The state reform also included grant funding for most counties to allow them to provide services to people being sentenced under the new grid.
With more state reform coming out of the General Assembly in 2011, the original grant funding that helped establish the Durham resource center was done away with, but efforts have continued and programming has increased to provide services to people throughout the criminal justice system.
“In Durham, our community has grown well beyond that original program. We have services for people from the pre-arrest diversion programs all the way to our local re-entry program for when people are released,” Parmer said.
The center still goes after a number of grants each year, especially if it’s looking to start a new program, but Durham County funds the programs that are deemed a success after a good trial run. A consolidated county criminal justice department also helps to save money.
“If we add a program, we don’t have to add administration — it’s more cost effective and we have a seamless system at this point for the adult population,” she said.
The pre-arrest diversion program targets first-time offenders ages 16 to 21 for misdemeanor charges. Instead of being arrested, the person has 90 days to complete a community diversion program based on their individual assessment and needs.
If the person completes the program, the incident report is closed out and the offense doesn’t show up on the person’s record.

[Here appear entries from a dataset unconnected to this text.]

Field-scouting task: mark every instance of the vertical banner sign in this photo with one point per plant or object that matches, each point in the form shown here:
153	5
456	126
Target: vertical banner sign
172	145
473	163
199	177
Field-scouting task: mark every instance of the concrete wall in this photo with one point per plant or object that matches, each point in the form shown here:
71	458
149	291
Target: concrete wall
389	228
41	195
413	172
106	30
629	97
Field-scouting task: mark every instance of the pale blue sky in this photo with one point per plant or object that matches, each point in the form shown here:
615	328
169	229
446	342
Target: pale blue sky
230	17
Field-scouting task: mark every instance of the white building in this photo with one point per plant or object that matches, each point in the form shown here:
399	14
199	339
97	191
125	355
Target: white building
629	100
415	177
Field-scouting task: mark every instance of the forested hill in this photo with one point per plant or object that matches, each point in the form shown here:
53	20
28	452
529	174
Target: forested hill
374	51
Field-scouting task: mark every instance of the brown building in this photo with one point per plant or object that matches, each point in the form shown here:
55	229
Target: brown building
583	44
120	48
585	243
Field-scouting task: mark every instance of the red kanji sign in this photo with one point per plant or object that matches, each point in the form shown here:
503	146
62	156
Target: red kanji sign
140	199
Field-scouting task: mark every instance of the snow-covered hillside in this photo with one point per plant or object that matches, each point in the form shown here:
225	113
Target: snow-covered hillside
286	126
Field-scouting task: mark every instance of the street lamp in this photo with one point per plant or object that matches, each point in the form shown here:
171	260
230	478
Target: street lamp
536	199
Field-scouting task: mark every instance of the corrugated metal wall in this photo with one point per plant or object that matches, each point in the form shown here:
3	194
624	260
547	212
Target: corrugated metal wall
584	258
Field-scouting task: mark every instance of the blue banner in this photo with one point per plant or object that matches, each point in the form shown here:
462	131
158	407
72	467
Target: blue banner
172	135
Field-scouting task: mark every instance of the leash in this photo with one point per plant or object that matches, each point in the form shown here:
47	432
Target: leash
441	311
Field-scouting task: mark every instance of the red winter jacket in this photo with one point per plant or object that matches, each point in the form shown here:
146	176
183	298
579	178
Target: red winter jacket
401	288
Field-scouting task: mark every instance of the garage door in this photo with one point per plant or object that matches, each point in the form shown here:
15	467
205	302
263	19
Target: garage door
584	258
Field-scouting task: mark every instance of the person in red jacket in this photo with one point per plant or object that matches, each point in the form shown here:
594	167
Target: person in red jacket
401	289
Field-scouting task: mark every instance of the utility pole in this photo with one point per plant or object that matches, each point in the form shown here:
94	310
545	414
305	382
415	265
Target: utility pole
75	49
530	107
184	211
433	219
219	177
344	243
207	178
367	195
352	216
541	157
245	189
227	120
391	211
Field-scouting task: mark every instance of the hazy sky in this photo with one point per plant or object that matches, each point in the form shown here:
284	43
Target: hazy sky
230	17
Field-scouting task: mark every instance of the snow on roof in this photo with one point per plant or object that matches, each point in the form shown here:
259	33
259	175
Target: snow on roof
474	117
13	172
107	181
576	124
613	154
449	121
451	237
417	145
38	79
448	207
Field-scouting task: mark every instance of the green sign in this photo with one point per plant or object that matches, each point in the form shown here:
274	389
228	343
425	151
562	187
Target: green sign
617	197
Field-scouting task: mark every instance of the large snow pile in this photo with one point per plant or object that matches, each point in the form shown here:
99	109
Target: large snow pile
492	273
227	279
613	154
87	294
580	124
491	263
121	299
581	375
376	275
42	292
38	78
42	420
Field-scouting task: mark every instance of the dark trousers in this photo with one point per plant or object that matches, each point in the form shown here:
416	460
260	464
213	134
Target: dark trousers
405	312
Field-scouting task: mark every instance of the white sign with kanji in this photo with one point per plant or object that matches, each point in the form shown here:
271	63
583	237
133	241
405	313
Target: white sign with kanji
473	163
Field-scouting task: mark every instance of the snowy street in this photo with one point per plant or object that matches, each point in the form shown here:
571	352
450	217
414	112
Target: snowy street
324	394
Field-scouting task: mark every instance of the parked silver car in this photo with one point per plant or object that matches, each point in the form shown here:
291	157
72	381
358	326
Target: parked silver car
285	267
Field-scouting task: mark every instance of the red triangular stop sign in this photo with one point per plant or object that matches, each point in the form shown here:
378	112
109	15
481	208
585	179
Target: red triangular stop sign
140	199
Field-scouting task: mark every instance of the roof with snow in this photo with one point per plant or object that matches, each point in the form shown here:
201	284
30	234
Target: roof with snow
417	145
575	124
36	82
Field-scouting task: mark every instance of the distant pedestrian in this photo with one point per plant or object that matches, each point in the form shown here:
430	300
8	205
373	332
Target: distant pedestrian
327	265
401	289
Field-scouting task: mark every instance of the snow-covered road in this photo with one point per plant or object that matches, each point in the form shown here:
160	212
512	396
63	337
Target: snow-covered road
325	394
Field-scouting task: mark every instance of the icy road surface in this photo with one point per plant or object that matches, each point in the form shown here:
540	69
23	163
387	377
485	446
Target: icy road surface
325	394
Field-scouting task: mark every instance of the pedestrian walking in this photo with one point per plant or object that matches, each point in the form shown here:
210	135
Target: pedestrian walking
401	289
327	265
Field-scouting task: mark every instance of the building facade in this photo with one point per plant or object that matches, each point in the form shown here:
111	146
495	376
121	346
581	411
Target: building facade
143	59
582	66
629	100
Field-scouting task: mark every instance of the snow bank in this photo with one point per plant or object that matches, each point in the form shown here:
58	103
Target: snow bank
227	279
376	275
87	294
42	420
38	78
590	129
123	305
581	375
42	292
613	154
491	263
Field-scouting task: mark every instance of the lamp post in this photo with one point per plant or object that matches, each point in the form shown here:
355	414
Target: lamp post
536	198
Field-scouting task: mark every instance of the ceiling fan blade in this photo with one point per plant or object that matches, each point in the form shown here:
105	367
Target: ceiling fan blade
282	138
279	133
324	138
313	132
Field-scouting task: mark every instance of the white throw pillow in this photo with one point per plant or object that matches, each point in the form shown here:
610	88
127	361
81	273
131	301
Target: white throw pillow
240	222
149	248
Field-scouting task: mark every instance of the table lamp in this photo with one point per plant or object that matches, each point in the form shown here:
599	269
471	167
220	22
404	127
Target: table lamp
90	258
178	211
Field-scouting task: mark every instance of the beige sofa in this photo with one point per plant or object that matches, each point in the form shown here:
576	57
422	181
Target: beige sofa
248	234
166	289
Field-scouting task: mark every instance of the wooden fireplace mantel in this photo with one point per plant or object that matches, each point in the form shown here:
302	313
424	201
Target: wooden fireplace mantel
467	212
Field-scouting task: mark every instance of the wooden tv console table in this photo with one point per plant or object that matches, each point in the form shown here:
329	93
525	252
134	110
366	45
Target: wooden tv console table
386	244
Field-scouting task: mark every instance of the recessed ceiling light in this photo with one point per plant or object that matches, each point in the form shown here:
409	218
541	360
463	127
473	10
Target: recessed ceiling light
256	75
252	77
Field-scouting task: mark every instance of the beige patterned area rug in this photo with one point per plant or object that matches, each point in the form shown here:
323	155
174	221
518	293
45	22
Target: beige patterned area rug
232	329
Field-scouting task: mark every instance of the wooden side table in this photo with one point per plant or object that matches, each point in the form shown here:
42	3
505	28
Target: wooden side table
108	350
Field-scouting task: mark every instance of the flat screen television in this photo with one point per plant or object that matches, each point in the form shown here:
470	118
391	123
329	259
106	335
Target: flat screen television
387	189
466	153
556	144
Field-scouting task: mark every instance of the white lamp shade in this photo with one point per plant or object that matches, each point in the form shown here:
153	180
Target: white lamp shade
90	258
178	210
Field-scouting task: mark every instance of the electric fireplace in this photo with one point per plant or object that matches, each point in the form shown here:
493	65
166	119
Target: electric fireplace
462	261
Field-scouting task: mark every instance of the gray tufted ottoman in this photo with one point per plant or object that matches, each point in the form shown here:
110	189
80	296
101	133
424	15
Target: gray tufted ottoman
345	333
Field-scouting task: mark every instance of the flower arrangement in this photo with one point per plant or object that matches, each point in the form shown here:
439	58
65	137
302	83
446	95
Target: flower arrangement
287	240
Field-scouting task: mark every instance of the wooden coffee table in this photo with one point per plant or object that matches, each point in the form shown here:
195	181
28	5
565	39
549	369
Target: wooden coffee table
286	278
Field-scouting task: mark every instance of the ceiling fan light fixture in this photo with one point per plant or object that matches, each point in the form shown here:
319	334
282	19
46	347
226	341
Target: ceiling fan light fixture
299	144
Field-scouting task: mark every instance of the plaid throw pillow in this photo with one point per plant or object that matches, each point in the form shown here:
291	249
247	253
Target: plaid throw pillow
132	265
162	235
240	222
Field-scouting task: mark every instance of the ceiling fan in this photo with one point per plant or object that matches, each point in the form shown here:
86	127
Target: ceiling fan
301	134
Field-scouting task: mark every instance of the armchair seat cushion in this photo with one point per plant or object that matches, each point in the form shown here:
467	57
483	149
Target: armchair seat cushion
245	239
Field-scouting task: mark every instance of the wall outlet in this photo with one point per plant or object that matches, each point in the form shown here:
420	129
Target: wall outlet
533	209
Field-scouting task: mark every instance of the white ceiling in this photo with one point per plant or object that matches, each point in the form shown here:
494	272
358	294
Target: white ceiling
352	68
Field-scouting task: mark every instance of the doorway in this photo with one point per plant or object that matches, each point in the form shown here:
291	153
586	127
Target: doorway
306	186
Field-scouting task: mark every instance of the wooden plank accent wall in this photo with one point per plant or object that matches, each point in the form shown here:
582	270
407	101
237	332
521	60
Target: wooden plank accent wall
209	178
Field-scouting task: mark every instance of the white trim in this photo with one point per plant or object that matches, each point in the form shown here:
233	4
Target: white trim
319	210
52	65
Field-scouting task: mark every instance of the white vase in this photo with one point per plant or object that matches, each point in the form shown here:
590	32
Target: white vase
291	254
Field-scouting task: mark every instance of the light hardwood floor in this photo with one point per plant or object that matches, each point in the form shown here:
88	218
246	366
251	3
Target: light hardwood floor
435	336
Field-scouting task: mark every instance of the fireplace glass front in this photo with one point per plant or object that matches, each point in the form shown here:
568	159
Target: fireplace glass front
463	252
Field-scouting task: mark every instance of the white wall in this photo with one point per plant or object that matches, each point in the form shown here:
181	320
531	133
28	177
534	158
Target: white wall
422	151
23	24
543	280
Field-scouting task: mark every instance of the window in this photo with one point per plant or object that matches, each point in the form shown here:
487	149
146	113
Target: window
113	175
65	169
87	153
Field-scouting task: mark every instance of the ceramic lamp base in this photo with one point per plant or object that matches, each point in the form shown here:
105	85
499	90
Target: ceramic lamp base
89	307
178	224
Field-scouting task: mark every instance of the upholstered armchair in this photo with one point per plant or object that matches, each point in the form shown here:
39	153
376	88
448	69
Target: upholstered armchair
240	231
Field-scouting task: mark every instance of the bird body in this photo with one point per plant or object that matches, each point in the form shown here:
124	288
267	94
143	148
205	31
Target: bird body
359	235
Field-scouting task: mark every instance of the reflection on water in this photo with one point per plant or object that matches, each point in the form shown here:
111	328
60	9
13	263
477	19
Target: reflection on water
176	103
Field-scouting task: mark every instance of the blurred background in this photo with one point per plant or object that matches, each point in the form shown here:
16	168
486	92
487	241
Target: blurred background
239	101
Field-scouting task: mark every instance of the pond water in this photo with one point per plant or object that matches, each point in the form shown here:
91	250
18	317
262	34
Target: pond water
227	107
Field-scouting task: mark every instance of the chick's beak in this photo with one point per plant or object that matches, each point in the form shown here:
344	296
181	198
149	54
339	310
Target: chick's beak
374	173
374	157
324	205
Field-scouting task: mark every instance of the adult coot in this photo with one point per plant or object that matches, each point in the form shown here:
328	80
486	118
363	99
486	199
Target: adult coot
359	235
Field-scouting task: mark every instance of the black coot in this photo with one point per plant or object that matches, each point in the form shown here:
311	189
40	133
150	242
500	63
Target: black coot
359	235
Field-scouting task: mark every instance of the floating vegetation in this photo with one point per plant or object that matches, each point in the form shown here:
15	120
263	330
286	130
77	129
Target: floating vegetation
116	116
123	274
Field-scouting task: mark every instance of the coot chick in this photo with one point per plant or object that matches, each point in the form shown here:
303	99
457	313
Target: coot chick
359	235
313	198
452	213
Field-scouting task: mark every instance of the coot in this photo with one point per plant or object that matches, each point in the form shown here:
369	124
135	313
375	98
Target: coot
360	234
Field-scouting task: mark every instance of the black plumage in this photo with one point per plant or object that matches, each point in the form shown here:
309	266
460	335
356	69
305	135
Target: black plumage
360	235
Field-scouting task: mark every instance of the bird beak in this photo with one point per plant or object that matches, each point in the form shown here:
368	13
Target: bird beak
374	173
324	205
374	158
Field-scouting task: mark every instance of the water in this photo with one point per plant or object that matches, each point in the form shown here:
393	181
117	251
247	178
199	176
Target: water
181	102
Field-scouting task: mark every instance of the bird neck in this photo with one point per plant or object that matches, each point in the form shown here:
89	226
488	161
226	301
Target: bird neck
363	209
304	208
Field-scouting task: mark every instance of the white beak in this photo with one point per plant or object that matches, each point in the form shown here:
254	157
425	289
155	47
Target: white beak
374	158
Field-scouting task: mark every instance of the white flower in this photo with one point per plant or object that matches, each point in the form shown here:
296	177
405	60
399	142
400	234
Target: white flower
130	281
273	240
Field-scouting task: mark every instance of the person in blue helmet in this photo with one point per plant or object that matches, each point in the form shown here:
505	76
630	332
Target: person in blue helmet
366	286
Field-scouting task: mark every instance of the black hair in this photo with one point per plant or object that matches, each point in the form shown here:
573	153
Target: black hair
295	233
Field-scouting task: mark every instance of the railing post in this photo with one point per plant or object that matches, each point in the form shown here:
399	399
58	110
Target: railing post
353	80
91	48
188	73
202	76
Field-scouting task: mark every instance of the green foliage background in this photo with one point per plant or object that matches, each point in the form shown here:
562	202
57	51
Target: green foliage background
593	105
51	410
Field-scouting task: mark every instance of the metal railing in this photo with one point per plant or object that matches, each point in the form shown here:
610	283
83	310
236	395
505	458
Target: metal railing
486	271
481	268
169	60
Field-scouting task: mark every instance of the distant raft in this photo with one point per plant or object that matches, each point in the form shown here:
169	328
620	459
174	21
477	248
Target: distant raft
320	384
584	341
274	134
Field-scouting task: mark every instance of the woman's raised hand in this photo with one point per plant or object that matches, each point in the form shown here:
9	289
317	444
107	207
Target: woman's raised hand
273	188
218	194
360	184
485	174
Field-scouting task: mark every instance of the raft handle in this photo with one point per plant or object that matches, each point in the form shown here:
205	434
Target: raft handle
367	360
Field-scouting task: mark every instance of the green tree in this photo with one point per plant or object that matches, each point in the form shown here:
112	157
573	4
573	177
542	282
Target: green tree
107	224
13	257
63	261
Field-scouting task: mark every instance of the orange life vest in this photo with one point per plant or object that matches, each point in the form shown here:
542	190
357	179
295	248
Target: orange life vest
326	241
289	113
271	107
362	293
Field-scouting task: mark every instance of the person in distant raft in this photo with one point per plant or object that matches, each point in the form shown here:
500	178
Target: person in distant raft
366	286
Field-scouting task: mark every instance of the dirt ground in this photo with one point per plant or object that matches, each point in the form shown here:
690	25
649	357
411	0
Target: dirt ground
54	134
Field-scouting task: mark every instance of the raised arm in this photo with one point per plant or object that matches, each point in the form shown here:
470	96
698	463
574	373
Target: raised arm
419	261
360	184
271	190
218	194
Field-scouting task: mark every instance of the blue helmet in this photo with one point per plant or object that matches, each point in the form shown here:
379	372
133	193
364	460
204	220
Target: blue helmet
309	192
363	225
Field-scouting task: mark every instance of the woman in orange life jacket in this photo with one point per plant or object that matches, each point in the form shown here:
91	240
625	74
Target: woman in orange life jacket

If the person doesn’t complete the program, the arresting officer can proceed with criminal charges and prosecution.
The resource center’s pre-trial services also include being inside the jail to screen everyone being booked using a standard assessment tool — this process allows resource center staff to provide judges with the most accurate information summary about each person when they have their day in court.
Judges also utilize the resource center when it comes to setting a person’s bail. Sometimes a judge will turn the case over to the resource center for supervision in lieu of setting a money bond or sometimes it’s a combination of a money bond and supervision.
The substance abuse and the mental health court diversion programs inside the jail have also been helpful in keeping the inmate populations down while getting people the help they need.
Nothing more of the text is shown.